- Theatrical release poster
- Directed by: Jawad Bashir
- Written by: Jawad Bashir Ahmed Abdul Rehman
- Produced by: Summit Entertainment Muhammad Ehtisham
- Starring: Mohib Mirza Ushna Shah Omer Shahzad Uzma Khan Mohsin Abbas Haider Ahmed Abdul Rehman Salman Shahid Laila Zuberi Jawad Bashir Faisal Qureshi
- Cinematography: Farhan Golden
- Music by: Afzal Hussain Ahsan Pervaiz
- Production company: Summit Entertainment
- Distributed by: Summit Entertainment
- Release date: 2 September 2016 (Pakistan);
- Running time: 165 minutes
- Country: Pakistan
- Language: Urdu
- Box office: Rs. 0.60 crore (US$21,000)

= Teri Meri Love Story =

Pakistani romantic comedy action film

Teri Meri Love Story (or TMLS for short) is a 2016 Pakistani romantic-comedy, action film directed by Jawad Bashir.
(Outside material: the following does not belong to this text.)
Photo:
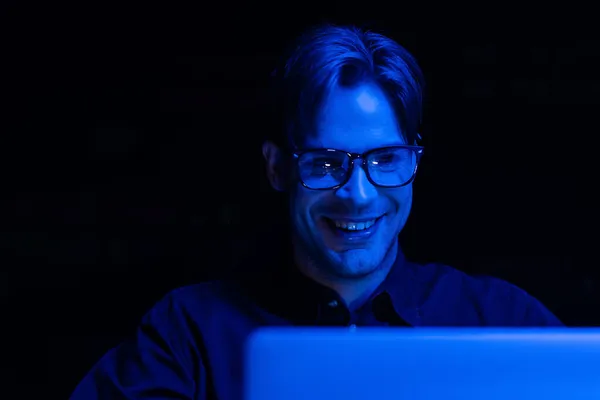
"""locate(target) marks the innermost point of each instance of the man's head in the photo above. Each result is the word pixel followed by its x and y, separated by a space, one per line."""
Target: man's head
pixel 358 93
It is co-written by Jawad Bashir and Ahmed Abdul Rehman and co-produced and distributed by Summit Entertainment, and Hum Films. The film has Mohib Mirza, Ushna Shah, Omar Shahzad, Uzma Khan, Mohsin Abbas Haider and Salman Shahid in lead roles.

== Plot ==

The film's plot resolves around Esha (Ushna Shah), a beautiful, stylish TV host who is on an adventurous shooting assignment accompanied by her shooting crew and friends, the goofy and mischievous Sherry (Mohsin Abbas), Uzma Khan and Danish (Ahmad Abdul Rehman). Esha wants to marry her true love Ramis (Omer Shahzad) but her father (Salman Shahid) is adamant that she marries her childhood family friend Nael (Mohib Mirza). TMLS follows the trio's adventurous and hilarious journey to finding true love.

== Cast ==
- Mohib Mirza as Nael
- Ushna Shah as Esha
- Omar Shahzad as Ramis
- Uzma Khan as Mona
- Mohsin Abbas Haider as Sherry
- Salman Shahid as Rana Saheb
- Laila Zuberi as Baby Aunty
- Ahmed Abdul Rehman as Danis
- Ahsan Rahim as Don Goga
- Jawad Bashir as Don Bali
- Faisal Qureshi as Don Raju
- Hassan Khan as Gulfam

==Production==

===Filming===
Jawad Bashir confirmed to the press that the film's shooting was done by using aerial lens and anamorphic tools, which is a first for a Pakistani film. The film was shot against the breathtaking backdrops of Naran Valley & lake Saif-ul-Muluq.
While Mr. Waryyam Iqbal of Summit Entertainment stated that his company was committed in promoting a softer image of Pakistan by producing such movie ventures which would promote young talent.

==Release==
The trailer was released on 22 July 2016. The film was released on 2 September 2016 in cinemas across Pakistan.

=== Box office ===
The film struggled at the Box Office and managed to collect only 85,00,00 (85 Lac) Rupees domestically.